In mathematics, consider the power of Euler's equation and contrast it with the effort involved to understand what its simple looking component symbols represent. In music, consider the power of the Grand Staff to represent musical compositions and contrast that with the effort required to understand what its simple looking symbols represent.

Both of these abstractions are both very demanding and very powerful. It is not uncommon in software architecture for the practitioner community to enjoy and be comfortable with constantly internalizing new abstractions. However, in my experience, a roomful of software architects is not representative of a roomful of stakeholders in general.

Before you release your killer abstractions from the whiteboard into Powerpoint, try them out on a friendly audience of non-specialists first.

Wednesday, May 02, 2018

Thinking about Software Architecture & Design : Part 5

Most architectures will have users at some level or other. Most architectures will also have organisational boundaries that need to be crossed during information flows.

Each interaction with a user and each transition of an organizational boundary is an “ask”. i.e. the system is asking for the cooperation of some external entity. Users are typically being asked to cooperate by entering information into systems.
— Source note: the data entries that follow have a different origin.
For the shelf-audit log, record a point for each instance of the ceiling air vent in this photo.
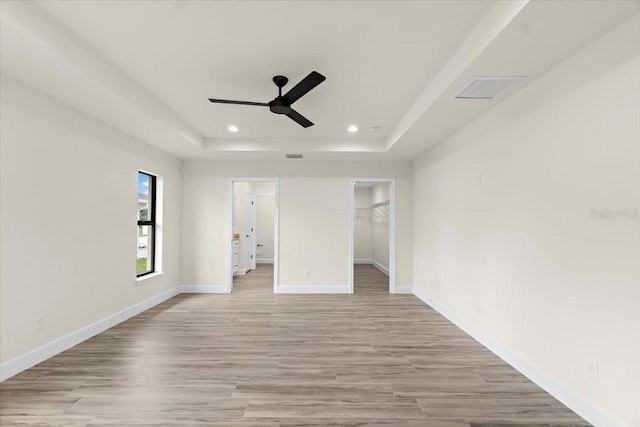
(487, 87)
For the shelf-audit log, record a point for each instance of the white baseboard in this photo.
(304, 289)
(572, 400)
(380, 267)
(42, 353)
(203, 289)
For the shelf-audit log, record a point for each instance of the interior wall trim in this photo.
(568, 397)
(31, 358)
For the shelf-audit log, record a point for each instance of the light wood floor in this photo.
(253, 358)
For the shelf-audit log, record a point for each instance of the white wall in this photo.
(68, 222)
(265, 211)
(315, 217)
(506, 243)
(380, 228)
(240, 190)
(362, 232)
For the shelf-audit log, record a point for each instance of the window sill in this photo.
(149, 277)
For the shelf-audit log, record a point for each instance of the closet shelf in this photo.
(375, 212)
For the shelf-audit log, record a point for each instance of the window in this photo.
(146, 259)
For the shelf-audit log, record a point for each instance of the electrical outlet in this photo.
(592, 368)
(39, 322)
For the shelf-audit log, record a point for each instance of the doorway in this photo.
(253, 235)
(373, 235)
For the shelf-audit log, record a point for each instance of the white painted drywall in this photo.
(265, 210)
(314, 231)
(240, 190)
(68, 220)
(505, 233)
(362, 232)
(380, 227)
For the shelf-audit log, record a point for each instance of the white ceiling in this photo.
(148, 67)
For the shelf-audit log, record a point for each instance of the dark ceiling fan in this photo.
(282, 103)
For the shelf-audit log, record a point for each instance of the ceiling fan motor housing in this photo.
(279, 106)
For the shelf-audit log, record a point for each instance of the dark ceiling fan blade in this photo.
(299, 118)
(312, 80)
(228, 101)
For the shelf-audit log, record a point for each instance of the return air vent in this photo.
(487, 87)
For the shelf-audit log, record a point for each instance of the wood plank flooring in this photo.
(253, 358)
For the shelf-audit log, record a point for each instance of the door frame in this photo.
(251, 213)
(276, 227)
(392, 229)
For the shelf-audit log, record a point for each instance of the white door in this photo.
(250, 234)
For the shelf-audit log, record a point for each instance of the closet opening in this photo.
(253, 242)
(373, 236)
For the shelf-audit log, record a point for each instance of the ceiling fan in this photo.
(282, 103)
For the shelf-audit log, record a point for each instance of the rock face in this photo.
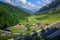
(50, 5)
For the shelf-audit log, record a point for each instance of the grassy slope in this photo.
(11, 15)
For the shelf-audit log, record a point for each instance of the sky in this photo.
(32, 5)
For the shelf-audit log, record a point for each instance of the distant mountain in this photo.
(26, 10)
(11, 15)
(53, 4)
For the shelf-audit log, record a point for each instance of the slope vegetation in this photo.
(11, 15)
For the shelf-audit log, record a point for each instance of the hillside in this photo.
(46, 17)
(53, 4)
(11, 15)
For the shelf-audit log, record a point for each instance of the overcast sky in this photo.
(32, 5)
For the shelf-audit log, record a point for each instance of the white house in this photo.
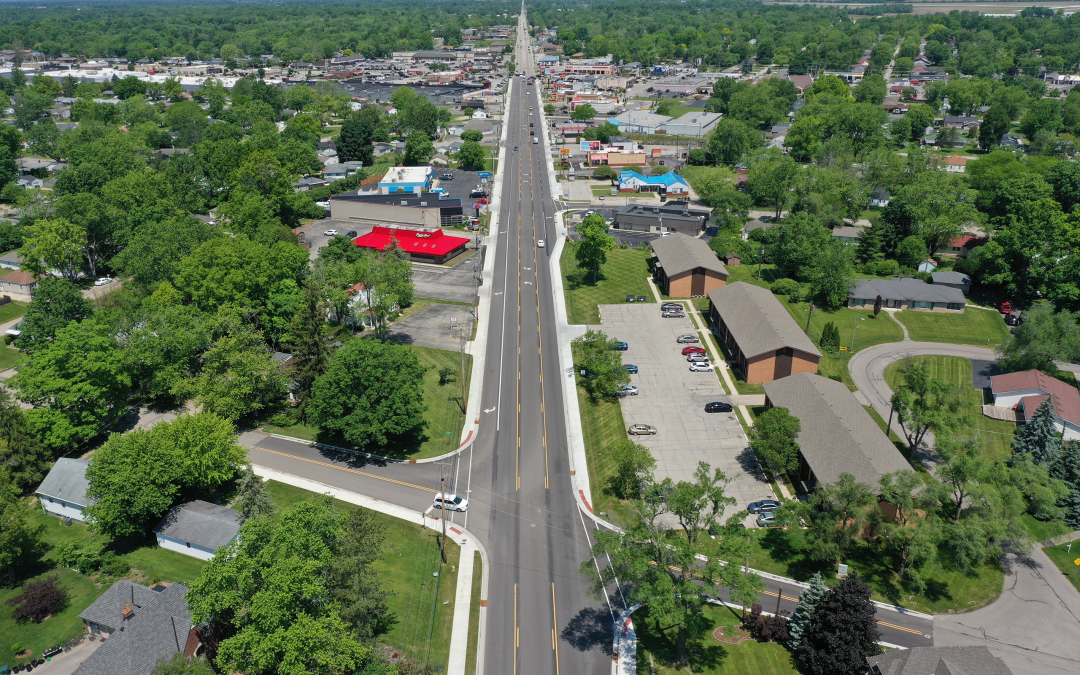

Parties on the far end of integration points are typically being asked to cooperate by turning around information requests or initiating information transfers.

It is a worthwhile exercise while creating an architecture, to tabulate all the “asks” and identify those that do not have associated benefits for those who are performing the asks.

Any entities interacting with the system that are giving more than they are receiving, are likely to be the most problematic to motivate to use the new system. In my experience, looking for ways to address this at architecture time can be very effective and sometimes very easy. The further down the road you get towards implementation, the harder it is to address motivational imbalances.

If you don't have  an answer to the “what is in it for me?” question, for each user interaction and each integration point interaction, your architecture will face avoidable headwinds both in  implementation and in operation.